I’ll have to go back and re-watch to see if there’s a scene with Amador looking in Coulson’s direction with her eyes closed.
Count me in the camp that has her shutting her trap because she realized that she noticed something that May doesn’t have clearance to know, and she’s trying to minimize the damage she may have done by being confused. She probably thought that they were all aware, since they were his team, but once she realized that wasn’t the case, she would have wanted to minimize her oops.
Ward looks good with Clark Kent glasses, but I’m surprised they let him go off with only Skye as backup. That seems ill-advised, given her directional challenges and difficulties with magazine releases.

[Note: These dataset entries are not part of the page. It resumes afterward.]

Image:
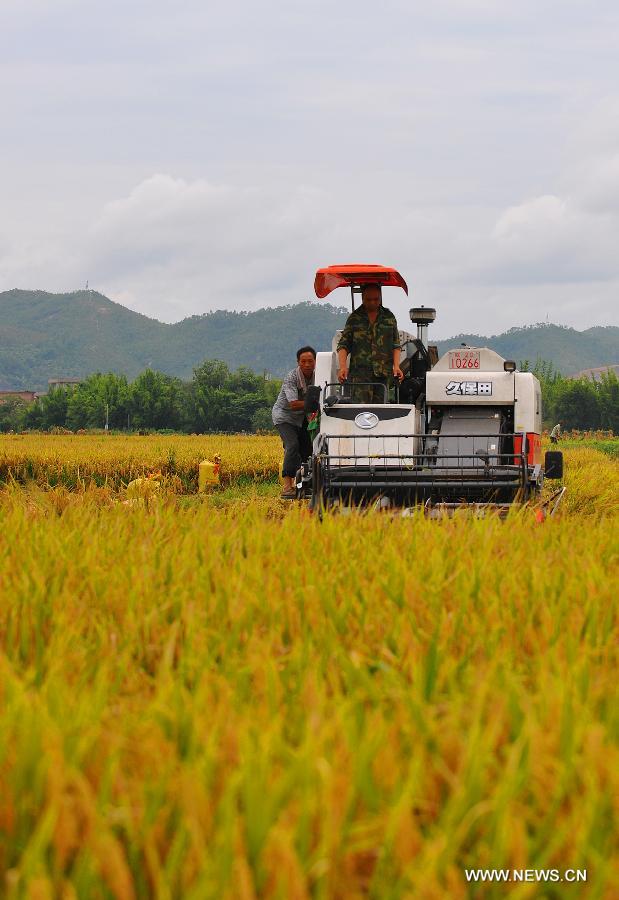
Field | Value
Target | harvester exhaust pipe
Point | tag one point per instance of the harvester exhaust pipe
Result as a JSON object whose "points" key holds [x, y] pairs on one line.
{"points": [[422, 316]]}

I thought May was ok as the hard-ass here. It’s becoming increasingly obvious that Coulson is a big huge softie (now?), and he’s actively picking up assignments that he feels he can soft-touch or salvage due to personal attachments. That means SOMEONE has to be the hardass, and Ward doesn’t seem to have the seniority or the balls to do it. That leaves May, and I think she’s a good choice. I also like that makes “Mom” the tough nut, and “Dad” the big softie.
The “short bus” crack got me. I hate to admit it, but it did.
I also liked that Fitz got a bit more play in this episode. Him being squicky about the eyeball business was a nice touch, and the poker teaser at the end was cute. Hopefully Simmons will get hers too. I’m waiting for her reveal to be that she smokes pot or something - girl is WAY too chipper all the damn time.
Well, that’s the way they’ve mostly been handled so far. They are always together in the same lab, bouncing ideas off each other and executing them together. They had the same mentor, who seemed to be an expert in a third field entirely. We’ve been told she’s the biologist and he’s the gadget guy, but if you cut those couple lines in the pilot, I wouldn’t be able to tell from their behavior until the eyeball extraction scene. show, don’t tell, and all that…
In any case, they annoyed me less this episode, and on the whole the episode was probably the best yet. Very solid. I’m glad Akela didn’t get killed off, I expect to see more of her down the line if the show lasts.
I think they’ve actually averted that trope. The show’s made it clear that Fitz is the mechanical expert and Simmons is the biology expert. This episode highlighted this when it had Simmons performing the surgery up to the point where the eye was exposed and then telling Fitz it was his job to figure out how to deactivate it. Now granted, having somebody being an expert in everything mechanical or everything biological is still quite a stretch but at least they’ve taken a step in the direction of specialization.